These observed and calculated results establish the following interesting rule:—In matters of pure luck, about two-thirds of any given number of persons will come out substantially even, in any large number of trials; of the remaining third, about one-half will be noticeably lucky, and the remaining one-half noticeably unlucky. Thus, of six who venture, four will have no special fortune, good or bad; one will be quite “in vein”; one quite “out of vein.”
Suppose the players are thirty-six, and we select the lucky six, and pit them against each other, as in “progressive” games; the same law will hold good, one coming out noticeably better, one noticeably worse than the
rest; and so on indefinitely, the number of the extremes diminishing at the rate of six to one at each new trial.
This is the Law of Luck; but it is obvious that it leaves luck, good and bad, a real fact; and among a million men, or in a great city like New York or London, we must find extraordinary examples of “sequences,” both of the favors and the frowns of fortune; not in gambling only, but in those thousands of accidental events which make up the welfare or misery of personal experience.
All the moralists I have read on the subject seem to blink and stagger at this obvious and necessary conclusion,—that the history of many individuals is and must be enormously controlled, in spite of any efforts of their own, by pure luck. In cutting the cards twenty times in succession, about twenty people in a million will cut red every time and another twenty will cut black every time; and so it will be with all other matters of pure chance in life. There is no use in trying to dodge this certain result of a sum in simple division. We must count it in, in all plans and calculations for success and happiness in our individual life.
The important question is, what value must we assign to it?
Here is where men make several frequent and disastrous errors.
The most common is an error in arithmetic which the little I have above said on the calculus of chance should be enough to correct. It is putting faith in their good luck,
or falling into discouragement from their bad luck. Each is equally silly. A sequence of any kind of luck does not offer the slightest presumption that it will continue. The chances remain precisely as at the beginning, and are about six to one against the continuance of either extreme in the same individual. In matters of pure chance no sustained coincidence in either direction adds the least probability to its continuance. This is what is so difficult for men to believe; and so it comes about that faith in good luck is the source of most bad luck. A “run of good luck” has wrecked the lives of more men than has the repetition of disasters.
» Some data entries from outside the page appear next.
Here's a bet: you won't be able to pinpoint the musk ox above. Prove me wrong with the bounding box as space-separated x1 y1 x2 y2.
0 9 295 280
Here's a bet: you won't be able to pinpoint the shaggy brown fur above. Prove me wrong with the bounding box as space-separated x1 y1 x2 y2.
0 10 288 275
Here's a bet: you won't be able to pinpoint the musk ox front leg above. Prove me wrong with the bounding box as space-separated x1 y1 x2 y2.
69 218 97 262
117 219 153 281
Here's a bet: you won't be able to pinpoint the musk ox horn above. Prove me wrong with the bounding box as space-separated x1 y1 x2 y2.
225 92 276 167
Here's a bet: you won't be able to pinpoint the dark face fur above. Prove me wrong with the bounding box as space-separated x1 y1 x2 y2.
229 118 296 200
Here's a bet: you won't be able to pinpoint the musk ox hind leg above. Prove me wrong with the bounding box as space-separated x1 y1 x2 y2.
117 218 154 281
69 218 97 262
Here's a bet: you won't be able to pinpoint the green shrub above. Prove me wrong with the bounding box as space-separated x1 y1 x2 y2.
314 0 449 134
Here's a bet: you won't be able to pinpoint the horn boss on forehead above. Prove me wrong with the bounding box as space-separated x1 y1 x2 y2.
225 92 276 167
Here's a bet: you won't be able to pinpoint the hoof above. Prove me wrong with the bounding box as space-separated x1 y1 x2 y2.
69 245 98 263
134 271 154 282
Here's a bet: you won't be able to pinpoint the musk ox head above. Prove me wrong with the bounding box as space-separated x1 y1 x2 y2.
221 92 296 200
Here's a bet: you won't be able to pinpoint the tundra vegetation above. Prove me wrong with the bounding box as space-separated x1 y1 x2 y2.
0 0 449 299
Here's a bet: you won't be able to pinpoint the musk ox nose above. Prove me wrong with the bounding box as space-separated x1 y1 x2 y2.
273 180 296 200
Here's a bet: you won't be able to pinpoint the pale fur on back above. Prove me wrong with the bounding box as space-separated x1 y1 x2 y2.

The reason for this is easily shown. The general rule in life is that a man’s prosperity is conditioned closely by the amount and kind of his knowledge, and his skill in the use of it. But the man who “trusts to luck” distinctly renounces the advantages of knowledge, and builds his hopes on his acknowledged impotence to influence the results. He abandons himself to the current of events, and makes no effort to look forward and see whether it will suck him into a whirlpool, or land him on some sunny shore. Scarcely any state of mind could be fraught with greater peril to his future.